From: Jules Richardson <jules.richardson99 at
gmail.com>
Hmm, I thought I read once that you could throw
pretty much anything you
wanted at a ST506 drive so long as it was within the various tolerances -
is that not true of ST412-type drives?
While that may be true in theory, I'm going to guesstimate that 99
and 44/100 percent of the applications of the ST506/412 out there
used either MFM, MMFM (maybe) or 2,7 RLL for recording. While anyone
could throw together a bunch of TTL chips to record any old way on a
floppy (and did), implementing a hard disk controller with random
logic wasn't a simple matter and almost all manufacturers, by the
time of the ST506 used commodity solutions.

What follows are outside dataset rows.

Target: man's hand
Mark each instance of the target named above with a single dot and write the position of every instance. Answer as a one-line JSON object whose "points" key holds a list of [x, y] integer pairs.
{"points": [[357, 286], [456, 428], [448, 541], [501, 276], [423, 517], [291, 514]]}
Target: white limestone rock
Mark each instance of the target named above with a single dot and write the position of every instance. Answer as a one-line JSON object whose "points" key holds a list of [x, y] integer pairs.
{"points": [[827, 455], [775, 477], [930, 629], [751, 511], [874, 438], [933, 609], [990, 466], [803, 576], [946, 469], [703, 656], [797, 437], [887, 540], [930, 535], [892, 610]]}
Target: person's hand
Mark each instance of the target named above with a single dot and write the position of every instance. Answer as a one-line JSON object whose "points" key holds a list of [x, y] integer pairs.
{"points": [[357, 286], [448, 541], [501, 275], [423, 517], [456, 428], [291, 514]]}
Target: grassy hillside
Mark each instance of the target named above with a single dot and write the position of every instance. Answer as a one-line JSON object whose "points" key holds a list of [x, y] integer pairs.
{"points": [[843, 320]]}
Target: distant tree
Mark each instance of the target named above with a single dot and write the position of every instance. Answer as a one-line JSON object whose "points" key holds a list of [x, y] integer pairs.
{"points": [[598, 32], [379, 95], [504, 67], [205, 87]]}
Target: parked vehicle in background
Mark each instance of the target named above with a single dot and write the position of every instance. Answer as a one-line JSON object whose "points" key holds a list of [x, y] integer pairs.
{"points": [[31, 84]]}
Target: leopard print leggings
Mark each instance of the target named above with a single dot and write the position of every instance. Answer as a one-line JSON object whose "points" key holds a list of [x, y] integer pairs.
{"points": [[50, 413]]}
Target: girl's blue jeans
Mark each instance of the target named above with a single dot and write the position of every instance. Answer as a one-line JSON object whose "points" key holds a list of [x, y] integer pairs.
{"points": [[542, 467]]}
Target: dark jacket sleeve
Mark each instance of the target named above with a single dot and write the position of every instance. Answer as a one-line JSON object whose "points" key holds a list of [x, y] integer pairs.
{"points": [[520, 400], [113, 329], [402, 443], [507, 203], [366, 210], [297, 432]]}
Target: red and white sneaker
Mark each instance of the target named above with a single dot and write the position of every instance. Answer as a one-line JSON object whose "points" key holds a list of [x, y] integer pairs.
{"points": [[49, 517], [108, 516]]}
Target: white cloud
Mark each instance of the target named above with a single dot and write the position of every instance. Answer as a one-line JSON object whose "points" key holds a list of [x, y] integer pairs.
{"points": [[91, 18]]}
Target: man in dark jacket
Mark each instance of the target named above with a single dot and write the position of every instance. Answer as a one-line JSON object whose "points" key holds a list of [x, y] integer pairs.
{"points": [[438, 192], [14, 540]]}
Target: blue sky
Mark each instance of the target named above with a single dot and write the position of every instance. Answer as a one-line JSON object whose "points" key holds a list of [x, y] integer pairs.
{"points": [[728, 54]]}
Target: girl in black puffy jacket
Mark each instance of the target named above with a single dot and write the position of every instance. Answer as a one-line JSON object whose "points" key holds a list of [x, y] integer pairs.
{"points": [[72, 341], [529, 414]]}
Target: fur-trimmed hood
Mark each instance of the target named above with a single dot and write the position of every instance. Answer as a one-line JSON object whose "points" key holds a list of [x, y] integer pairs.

If by 'commodity solutions' you mean the WD1010 or whatever, then I have
to disagree with you. Plenty of manufactuers used their own ASICs in the
hard idsk controller, and admittedly most of them did do a fairly normal
MFM or RLL2,7 encoidng. But I'll bet at least one didn't!
And I've got machiens that use a 8x305 in the hard disk controller. And
of course the PERQs ahve a microcoded thing with a 2910 sequencer. It was
originally designed to talk to a SA4000, A kludgeoard was added (and the
CPU microcode device diivers changed) to talk to a Micropolis 1203, and
finally a different kludgeboard and CPU microcode were used to talk to
ST412 drives. I would not want to bet that the encoding on that was
normal, at least not without doing a lot of tests.